To find that truth requires a deep dig not a brainstorm session.
Manifestos with integrity stand for something distinct. They cohere into something meaningful. They’re aimed to inspire, instruct, provoke, piss off, or agitate into action.
Thus, they often dare to stand against something distinct.
Tim Kelley of IDEO recommends that clients keep “Bug Lists” to track what bothers them – a great source for making valuable products and solutions. I’ve advised clients and teams lately to take stock of what pisses them off about the world or their playing field. Call it a “Piss List.” It could offer great fodder for a mission with meat.
Manifestos with integrity don’t fear taking sides. They identify and call out something broken inside or out.
Their design matches content. Form follows function, to quote another 20th-century influencer.
And my bias: They’re witty. I want to get on board with a cause that makes me think and may even make me think about causes themselves in a fresh way.

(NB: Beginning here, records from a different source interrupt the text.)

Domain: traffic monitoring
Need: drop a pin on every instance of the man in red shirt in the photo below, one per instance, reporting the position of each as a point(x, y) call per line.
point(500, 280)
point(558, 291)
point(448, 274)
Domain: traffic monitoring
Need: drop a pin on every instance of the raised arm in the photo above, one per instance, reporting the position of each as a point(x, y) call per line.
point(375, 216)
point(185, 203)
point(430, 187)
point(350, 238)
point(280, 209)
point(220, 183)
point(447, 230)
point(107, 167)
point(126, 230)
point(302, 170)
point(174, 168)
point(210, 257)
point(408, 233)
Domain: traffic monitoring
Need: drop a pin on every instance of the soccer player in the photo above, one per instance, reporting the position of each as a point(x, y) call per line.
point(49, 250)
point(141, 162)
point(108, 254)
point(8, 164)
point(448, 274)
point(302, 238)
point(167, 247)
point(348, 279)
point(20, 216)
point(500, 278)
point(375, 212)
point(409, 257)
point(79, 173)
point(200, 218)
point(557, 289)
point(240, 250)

Their wit, though, has to fit the heritage, message, and form. Otherwise, it might be cleverness for cleverness’s sake and not wit that carries wisdom and integrity.

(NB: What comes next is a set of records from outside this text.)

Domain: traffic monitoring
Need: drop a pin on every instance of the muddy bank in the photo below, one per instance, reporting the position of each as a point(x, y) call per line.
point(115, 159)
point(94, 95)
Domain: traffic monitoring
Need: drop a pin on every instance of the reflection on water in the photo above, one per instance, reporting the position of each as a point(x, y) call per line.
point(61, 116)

The diversity of the three following examples point to a couple of things: I work with people and teams across various fields & industries. So, my bias is toward integrity not toward hipness or even business scale.

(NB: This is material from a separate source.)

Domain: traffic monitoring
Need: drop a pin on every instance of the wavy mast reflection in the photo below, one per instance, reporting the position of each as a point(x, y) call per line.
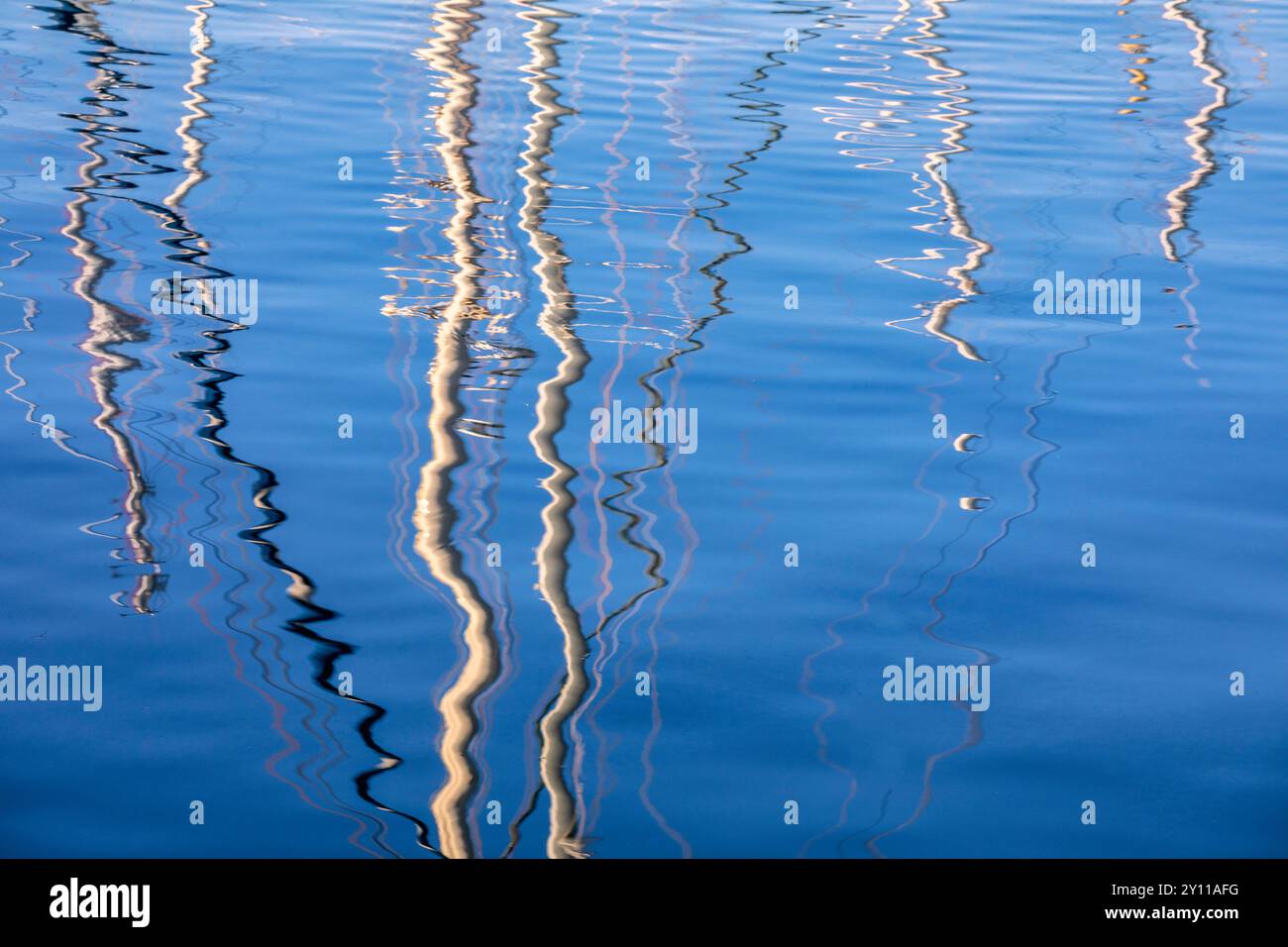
point(112, 326)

Lincoln Motor Company’s Hello, Again Manifesto
You likely didn’t expect me to reference Lincoln.
But how do you change an old frame (Lincoln = old man’s over-priced gas guzzler) to a new frame (Lincoln = risk-taking, bold, humble, and witty from the get-go)? With integrity? Everything – from Lincoln’s new suite of cars themselves to the ads to the partnerships with Beck and film makers – works.
Heritage: In full-page ads, Lincoln’s mentor voice wrote about their founder – Edsel Ford, the creative son of the efficient Henry, whose first name “Edsel” is forever associated with Ford’s innovative failure.
Stance: Lincoln invites us all to take an old creative classic and make it new again. I will never buy a Lincoln, but I will champion them.
Against: Status quo. Keeping things the same. Hiding imperfections. Not paying tribute to your predecessors.
Design: They went with the retro vintage font – something that’s been popular for a few years (See Chris Guillbeau’s whole vintage ArtMark face he launched a few years ago and ahead of the game).
Wit Bias Factor: It’s all over the place.
Bre Pettis’s The Cult of Done Manifesto
Heritage: Bre made the MakerBot, the brilliant 3D printer. He’s a proud former NYC teacher. He makes things. He has a bias for clean thinking and design. All of that shows in his Done Manifesto.
Stand: Do it. Nike is credited with starting the “Just Do It” credo in recent years. Scott Belsky picked it up with “Make Ideas Happen” and smartly co-opting Edison’s 99% perspiration creed to define his 99% Conference and 99U magazine. But Bre gives his own integral variation of the cause to encourage creatives to prototype and do.
Against: Over-planning. Perfectionism. Action-stifling worry.
Design: Clear. Rubiks cube-y geeky. A mock-visual instruction guide of 13 steps to “done.”
Wit Bias Factor: Um, see above.
Tara Mohr’s 10 Rules for Brilliant Women: http://www.taramohr.com/10rules/
Heritage: Tara’s calm and bold, spiritual and unapologetically ambitious. She lives by her own 10 rules.
Stand: Claim your brilliance, women. Be an arrogant idiot (like some men do so well). Play big.
Against: Women being small, meek, apologetic.
Design: The simple design coupled with the prose approach distinguishes the piece for thinking women.
If you’re going to write a manifesto, forego the “Just Ship It” advice so pervasive in the well-intending blogosphere.
Dig deep. Make it count.
What are your favorite manifestos? What else would you add that makes for a manifesto with integrity? What would you challenge in my assumptions and assertions above? Let me know in the comments below.
Thanks for running with me,
(1) That’s design thinker Marty Neumeier’s definition in his smart A Dictionary of Brand he produced with and for Google.